Als eten je vijand geworden is en de weegschaal je grootste vriend, dan weet je dat je een probleem hebt. Tenminste, dat weet ik nu.
Dertien jaar geleden wist ik dat nog niet, dertien jaar geleden was het voor mij normaal geworden. Eten was mijn vijand en de weegschaal was de ene dag m’n aller beste vriendje en de volgende dag, of nee, het volgende uur, meteen de aller gemeenste vriend die er bestond. Minder eten, meer bewegen. Minder eten, meer afvallen. Het enige waar ik mee bezig was, de hele dag door. En terwijl ik aan het sporten was, stiekem op m’n kamer, had ik een studieboek voor m’n neus. Want ik moest niet alleen excelleren in niet eten en afvallen, maar ook in het halen van hoge cijfers.
Hoger, hoger en hoger. De lat verschoof en verschoof. Voor m’n gewicht werd deze lager, lager en lager. Voor m’n beweging op een dag werd het hoger, hoger en hoger. Twee uitersten en toch gingen deze lange tijd goed samen. Dacht ik. Tot dat moment dat ik niet meer kon, dat er voor mij besloten werd dat het genoeg was, dat het over was en ik niet langer zo door kon blijven gaan. Ik snapte er niets van, iedereen om mij heen was gek geworden en ik was normaal, want er was met mij niets aan de hand.
Nu, dertien jaar later had ik gehoopt dat de eerste zinnen van deze tekst enkel nog op vroeger zouden slaan en ik nu gelukkig zou zijn.
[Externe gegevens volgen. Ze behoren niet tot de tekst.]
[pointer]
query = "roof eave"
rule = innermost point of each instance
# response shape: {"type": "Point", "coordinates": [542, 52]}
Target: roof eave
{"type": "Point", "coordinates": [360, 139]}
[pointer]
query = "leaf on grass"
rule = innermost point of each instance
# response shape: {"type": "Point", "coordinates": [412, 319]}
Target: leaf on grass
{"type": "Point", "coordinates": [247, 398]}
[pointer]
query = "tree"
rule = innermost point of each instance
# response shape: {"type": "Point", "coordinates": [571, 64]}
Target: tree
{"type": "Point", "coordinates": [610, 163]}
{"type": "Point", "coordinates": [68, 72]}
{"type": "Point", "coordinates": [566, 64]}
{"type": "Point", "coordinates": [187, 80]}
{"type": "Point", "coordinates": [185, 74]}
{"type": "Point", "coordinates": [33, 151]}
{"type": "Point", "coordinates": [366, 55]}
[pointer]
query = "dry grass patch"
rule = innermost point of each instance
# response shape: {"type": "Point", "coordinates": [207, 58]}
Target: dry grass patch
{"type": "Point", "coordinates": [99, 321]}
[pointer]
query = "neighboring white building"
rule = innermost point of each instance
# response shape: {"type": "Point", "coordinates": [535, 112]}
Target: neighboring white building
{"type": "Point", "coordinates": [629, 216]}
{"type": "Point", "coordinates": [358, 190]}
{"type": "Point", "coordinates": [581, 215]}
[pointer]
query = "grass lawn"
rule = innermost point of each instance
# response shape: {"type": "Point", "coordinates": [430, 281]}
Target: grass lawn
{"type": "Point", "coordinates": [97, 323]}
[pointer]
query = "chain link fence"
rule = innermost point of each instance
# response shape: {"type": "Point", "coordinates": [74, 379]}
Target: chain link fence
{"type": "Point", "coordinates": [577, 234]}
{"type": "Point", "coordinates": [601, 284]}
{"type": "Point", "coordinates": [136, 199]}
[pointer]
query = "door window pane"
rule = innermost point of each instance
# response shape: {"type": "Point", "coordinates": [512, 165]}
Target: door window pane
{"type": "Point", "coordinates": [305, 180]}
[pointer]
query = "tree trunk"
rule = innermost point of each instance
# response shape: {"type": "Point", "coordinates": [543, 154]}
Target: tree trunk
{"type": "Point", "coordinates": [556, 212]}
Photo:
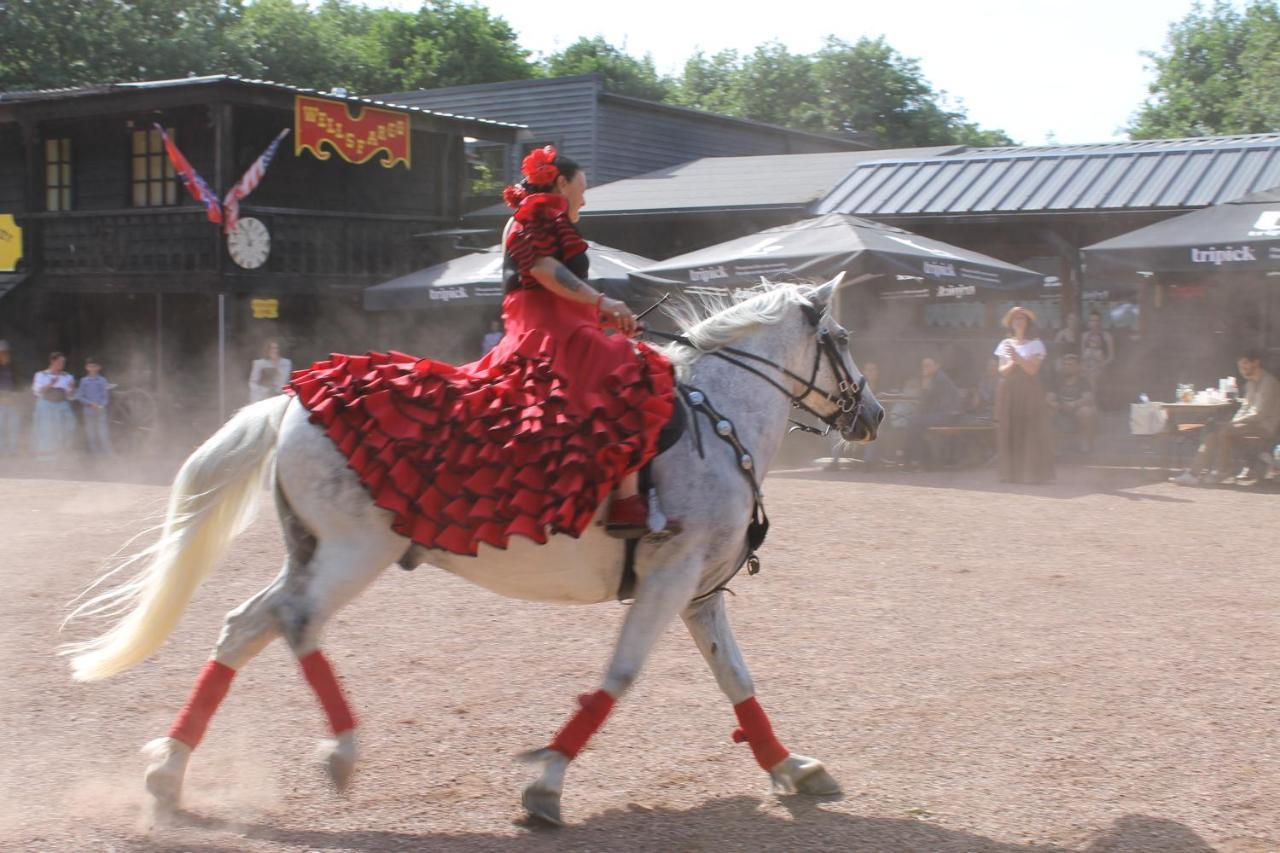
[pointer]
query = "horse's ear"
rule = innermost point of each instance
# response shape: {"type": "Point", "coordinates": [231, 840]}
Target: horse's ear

Ik had zo ontzettend gehoopt dat eten weer een vriend geworden was en de weegschaal, tja, de weegschaal slechts een voorwerp dat informatie verstrekt als je er om vraagt. Het tegenovergestelde is waar. Ik ben teruggevallen en niet zo’n beetje ook. Het grote verschil met dertien jaar geleden is dat ik nu zelf kan zien dat dit niet goed is, dat ik hiermee enkel verder van mijn dromen beland.
En toch, toch kan ik die ‘knop’ niet omzetten. Het lukt me niet om meer te eten, het lukt me niet om aan te komen. Ik ben bang, doodsbang, want ik wil niet verliezen en al helemaal niet van een sluipmoordenaar. Ik haat verliezen en ik wil niet dat de mensen uit m’n verleden hun zin krijgen. Ik wil winnen en herstellen. Ik wil het, ik wil het dolgraag. Ik weet alleen even niet meer hoe. Het enige wat ik vraag, is een beetje hoop, een beetje steun. Begrip en mildheid. Omdat ik het zelf nog niet kan. Ik kan even niet meer hopen, ik kan niet mild zijn naar mezelf toe.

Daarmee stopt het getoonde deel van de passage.